Ahí estás Talita. Tirada ahí parece todo verde. Sin embargo, no estás acostumbrada a aquel campo del que leías. La alfombra es roja. Vos no pensás en cómo sería la vida en los cerros. No, no, no. Vos pensás en los que ves; en esta ciudad, en estos ruidos de color gris, sin variantes, en tus libros y en tus bombachas de colores. Por cierto, dejaste tirada una de ellas, la lila. ¡Qué grande fue todo esto para vos! ¡Todos estos años!

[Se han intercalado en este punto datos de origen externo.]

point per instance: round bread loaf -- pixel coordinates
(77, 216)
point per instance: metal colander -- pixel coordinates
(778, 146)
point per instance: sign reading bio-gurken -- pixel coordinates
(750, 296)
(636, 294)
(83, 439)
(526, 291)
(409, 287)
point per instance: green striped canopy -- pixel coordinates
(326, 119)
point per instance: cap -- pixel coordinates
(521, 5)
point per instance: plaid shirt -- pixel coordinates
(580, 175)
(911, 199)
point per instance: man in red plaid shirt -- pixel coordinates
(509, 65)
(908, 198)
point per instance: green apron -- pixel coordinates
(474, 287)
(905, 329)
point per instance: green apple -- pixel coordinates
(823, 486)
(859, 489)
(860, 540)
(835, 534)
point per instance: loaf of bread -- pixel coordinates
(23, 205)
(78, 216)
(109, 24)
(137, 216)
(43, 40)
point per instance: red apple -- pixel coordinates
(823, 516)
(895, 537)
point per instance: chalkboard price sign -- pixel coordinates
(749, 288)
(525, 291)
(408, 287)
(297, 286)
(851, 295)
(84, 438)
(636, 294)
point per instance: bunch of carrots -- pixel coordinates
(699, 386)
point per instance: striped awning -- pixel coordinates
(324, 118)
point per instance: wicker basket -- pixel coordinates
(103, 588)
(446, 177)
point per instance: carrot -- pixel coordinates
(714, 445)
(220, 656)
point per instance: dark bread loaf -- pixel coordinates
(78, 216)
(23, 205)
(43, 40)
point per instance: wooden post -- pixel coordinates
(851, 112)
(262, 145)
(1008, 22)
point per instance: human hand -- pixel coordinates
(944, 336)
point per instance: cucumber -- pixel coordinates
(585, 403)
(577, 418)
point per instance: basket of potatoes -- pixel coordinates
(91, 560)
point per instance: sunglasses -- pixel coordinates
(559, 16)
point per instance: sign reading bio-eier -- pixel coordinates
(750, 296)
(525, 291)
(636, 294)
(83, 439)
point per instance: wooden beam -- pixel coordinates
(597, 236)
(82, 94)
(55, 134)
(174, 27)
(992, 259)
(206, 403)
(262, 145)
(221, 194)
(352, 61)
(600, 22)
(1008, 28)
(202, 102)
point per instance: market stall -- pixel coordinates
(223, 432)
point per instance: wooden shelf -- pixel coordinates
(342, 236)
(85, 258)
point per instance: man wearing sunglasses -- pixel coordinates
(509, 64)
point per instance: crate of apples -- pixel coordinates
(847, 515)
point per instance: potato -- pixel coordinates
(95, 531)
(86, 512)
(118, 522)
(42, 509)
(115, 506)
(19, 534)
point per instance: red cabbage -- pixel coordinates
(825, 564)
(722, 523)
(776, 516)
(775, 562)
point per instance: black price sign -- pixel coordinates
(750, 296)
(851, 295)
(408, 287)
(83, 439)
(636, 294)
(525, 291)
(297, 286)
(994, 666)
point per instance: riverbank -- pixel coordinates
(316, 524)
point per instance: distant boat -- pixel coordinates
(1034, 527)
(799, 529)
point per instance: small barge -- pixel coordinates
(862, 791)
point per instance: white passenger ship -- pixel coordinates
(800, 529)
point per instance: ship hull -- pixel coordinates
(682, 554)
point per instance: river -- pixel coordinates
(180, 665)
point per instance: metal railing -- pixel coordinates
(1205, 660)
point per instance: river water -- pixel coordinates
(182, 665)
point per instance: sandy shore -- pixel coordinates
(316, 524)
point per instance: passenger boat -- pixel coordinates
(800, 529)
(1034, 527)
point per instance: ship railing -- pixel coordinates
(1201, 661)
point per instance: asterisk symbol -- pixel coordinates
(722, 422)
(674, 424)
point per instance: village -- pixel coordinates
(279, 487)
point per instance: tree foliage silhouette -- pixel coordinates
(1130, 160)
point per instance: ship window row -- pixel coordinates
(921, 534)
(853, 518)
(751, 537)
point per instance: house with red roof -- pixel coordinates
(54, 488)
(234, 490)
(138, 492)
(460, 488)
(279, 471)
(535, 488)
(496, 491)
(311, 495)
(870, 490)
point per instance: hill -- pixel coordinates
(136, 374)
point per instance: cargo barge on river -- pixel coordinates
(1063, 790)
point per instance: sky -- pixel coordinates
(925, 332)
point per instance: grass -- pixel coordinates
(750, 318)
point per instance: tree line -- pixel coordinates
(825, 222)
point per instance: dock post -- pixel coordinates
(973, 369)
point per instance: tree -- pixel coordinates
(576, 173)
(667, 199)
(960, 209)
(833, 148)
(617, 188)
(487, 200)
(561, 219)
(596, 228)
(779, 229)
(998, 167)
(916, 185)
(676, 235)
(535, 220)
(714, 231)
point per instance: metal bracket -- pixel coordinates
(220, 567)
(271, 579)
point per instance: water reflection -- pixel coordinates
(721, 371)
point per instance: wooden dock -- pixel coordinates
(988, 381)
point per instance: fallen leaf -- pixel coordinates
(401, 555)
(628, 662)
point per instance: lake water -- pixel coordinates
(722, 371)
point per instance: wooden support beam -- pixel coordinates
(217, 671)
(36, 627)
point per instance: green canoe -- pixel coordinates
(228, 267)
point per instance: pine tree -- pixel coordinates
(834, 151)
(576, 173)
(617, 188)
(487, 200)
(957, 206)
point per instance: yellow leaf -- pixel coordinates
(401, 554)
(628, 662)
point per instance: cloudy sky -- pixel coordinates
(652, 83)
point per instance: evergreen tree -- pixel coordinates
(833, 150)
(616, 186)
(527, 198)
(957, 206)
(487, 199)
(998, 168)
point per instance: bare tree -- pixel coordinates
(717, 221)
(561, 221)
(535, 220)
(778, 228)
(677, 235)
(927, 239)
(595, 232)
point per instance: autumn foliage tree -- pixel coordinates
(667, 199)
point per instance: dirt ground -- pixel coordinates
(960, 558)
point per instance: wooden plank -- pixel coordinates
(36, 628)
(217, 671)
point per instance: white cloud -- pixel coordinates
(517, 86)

Y, ¿no pensaste en el mar últimamente? Deberías. El mundo es grande. Sobre todo de noche. Sí, cuando te encerrás a leer: todo es más grande. De noche oscurece y las cosas, algunas, no se ven. Vos podés pensar en ellas y en ese momento son aún más grandes.

¿Te acordás de tu bicicleta celeste? Era hermosa. Vos con tus rulos dorados y ese sol con sus rayos iluminándote. Eras pequeña pero con tu bici parecías más grande.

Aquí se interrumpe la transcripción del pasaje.